Source: Action for Children published on this website Monday 25 March 2024 by Jill Powell

Tens of thousands of children and young people are at risk of being exploited across the UK – groomed, coerced and threatened into a life of violence, criminalisation and abuse the review tells us. The review’s conclusion in that a new approach is needed to end this crisis.

In response to this crisis, Action for Children launched the Jay Review of Criminally Exploited Children in November 2023. The aim was to learn from what’s working well to protect children from exploitation and determine what more can be done.

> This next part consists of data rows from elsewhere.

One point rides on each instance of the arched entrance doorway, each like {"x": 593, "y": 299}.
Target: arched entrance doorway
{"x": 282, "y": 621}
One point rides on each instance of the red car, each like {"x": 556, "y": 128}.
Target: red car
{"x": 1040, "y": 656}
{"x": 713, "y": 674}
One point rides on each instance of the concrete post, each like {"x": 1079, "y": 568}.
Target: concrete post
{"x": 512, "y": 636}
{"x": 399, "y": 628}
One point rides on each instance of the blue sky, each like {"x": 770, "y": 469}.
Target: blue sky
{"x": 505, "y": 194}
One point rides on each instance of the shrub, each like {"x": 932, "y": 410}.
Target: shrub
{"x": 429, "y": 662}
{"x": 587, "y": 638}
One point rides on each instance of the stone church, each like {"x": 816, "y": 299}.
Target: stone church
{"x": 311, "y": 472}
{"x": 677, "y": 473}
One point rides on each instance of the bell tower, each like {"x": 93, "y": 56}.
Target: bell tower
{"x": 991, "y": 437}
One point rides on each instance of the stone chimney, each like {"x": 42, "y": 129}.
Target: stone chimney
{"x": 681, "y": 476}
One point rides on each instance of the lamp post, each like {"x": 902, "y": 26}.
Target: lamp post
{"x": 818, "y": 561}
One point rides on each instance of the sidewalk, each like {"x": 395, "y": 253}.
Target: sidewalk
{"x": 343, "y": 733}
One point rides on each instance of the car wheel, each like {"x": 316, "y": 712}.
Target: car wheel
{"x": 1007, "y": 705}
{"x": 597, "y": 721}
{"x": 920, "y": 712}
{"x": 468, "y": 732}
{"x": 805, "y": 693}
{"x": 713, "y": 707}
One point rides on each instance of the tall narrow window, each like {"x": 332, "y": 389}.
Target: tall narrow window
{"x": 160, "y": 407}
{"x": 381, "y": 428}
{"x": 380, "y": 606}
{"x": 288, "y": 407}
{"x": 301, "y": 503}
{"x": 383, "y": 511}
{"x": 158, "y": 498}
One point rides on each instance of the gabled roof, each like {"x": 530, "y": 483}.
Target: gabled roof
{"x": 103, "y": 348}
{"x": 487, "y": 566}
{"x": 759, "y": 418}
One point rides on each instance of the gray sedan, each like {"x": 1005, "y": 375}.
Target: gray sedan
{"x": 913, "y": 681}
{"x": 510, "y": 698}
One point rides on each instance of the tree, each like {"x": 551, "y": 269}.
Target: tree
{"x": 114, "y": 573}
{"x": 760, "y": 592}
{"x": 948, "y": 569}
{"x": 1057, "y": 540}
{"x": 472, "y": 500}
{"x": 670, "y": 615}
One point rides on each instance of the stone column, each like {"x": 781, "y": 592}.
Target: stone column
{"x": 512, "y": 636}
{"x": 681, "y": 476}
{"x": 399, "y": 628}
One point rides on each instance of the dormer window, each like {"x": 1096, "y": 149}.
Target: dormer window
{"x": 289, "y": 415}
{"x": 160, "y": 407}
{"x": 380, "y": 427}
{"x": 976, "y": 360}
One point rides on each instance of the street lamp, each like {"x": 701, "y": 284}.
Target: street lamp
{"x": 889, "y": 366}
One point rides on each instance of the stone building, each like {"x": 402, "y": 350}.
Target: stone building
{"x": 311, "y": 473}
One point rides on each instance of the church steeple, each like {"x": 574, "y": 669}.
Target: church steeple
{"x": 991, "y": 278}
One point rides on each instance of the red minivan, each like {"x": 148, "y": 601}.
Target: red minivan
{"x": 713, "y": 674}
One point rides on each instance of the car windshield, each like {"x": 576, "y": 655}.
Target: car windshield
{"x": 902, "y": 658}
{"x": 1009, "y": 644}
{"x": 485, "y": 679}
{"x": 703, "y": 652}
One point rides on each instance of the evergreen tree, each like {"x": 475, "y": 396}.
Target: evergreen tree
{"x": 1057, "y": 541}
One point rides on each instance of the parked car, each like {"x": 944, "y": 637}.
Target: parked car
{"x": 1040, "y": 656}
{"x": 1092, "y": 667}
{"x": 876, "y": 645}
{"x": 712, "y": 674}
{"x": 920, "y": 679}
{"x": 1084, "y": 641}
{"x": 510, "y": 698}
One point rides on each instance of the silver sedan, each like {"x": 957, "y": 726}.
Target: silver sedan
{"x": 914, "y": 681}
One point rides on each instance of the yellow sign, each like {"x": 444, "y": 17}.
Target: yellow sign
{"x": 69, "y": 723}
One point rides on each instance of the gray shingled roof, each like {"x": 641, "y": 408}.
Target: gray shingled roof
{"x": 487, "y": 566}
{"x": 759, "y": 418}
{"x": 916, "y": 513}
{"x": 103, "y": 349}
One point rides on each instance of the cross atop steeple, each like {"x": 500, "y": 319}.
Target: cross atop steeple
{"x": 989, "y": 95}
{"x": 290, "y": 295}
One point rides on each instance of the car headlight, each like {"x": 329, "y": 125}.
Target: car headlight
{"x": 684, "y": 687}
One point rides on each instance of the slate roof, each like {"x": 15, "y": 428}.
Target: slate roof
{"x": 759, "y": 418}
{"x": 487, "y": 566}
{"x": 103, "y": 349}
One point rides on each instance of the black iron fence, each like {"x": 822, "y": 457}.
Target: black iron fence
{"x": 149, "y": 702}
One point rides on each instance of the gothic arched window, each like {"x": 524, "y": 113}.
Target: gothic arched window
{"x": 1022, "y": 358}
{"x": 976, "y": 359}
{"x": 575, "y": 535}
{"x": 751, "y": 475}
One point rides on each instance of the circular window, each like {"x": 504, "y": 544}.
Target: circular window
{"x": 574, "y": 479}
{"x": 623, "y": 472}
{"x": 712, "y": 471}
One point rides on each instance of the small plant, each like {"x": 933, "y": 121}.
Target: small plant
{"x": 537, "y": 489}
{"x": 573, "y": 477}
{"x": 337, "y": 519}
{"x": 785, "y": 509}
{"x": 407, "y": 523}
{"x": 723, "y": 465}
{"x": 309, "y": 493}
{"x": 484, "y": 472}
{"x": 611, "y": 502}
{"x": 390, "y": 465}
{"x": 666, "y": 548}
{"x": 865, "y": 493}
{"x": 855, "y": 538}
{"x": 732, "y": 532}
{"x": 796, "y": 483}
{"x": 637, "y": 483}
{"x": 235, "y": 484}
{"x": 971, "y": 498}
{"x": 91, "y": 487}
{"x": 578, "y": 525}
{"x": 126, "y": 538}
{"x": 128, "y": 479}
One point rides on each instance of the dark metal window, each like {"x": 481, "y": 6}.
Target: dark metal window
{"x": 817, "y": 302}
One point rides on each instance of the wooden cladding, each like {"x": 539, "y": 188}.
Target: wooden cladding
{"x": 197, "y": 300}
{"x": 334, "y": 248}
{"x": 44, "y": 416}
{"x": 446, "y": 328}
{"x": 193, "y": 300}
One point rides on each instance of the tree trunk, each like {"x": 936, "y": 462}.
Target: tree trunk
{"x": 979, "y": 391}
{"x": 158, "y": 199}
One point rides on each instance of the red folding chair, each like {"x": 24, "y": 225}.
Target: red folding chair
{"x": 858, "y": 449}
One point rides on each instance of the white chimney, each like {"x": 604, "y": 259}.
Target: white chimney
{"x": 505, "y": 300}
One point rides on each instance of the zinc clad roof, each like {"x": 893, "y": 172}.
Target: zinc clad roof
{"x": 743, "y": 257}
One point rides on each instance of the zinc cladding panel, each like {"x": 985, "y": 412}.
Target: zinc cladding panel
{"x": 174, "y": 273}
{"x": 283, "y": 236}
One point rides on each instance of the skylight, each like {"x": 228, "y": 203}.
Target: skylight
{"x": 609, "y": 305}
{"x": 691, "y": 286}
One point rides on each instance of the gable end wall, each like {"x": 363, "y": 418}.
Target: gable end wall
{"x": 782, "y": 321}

The Review was chaired by Professor Alexis Jay CBE, chair of the Centre for Excellence for Children’s Care and Protection and former chair of the Independent Inquiry into Child Sexual Abuse. Professor Jay was supported by Simon Bailey CBE QPM, the former Chief Constable of Norfolk Constabulary, and a member of the Child Safeguarding Practice Review Panel from 2021-2024, and Charles Geekie KC, a barrister specialising in areas of the law relating to children and a Trustee of Action for Children.

Key lessons

They Review team listened to those with lived experience, to professionals and to experts from across the four nations of the UK, a number of key lessons stood out:

  • The absence of a clear and consistent definition of the criminal exploitation of children is a barrier to protecting and supporting them.
  • Existing legislation and criminal processes are not fit for purpose and are leading to vulnerable children being failed.
  • Too many exploited children are treated as criminals rather than victims and do not receive a child protection response.
  • The lack of data on exploitation makes it more difficult to identify, prevent and respond to it.
  • School is an essential protective factor in children’s lives, but education providers do not always have the right tools to identify and support children at risk.
  • Local safeguarding arrangements are not always effective in supporting children at risk of extra-familial harm (or harm outside their family home), including exploitation.
  • Early intervention is essential to prevent and disrupt exploitation but a decade of funding cuts in early intervention services has restricted the ability of services to respond.
  • Serious, preventable harm to children is being caused by a lack of national leadership. There is no consistent strategy, leadership and focus from central government on tackling criminal exploitation as an urgent and preventable crisis.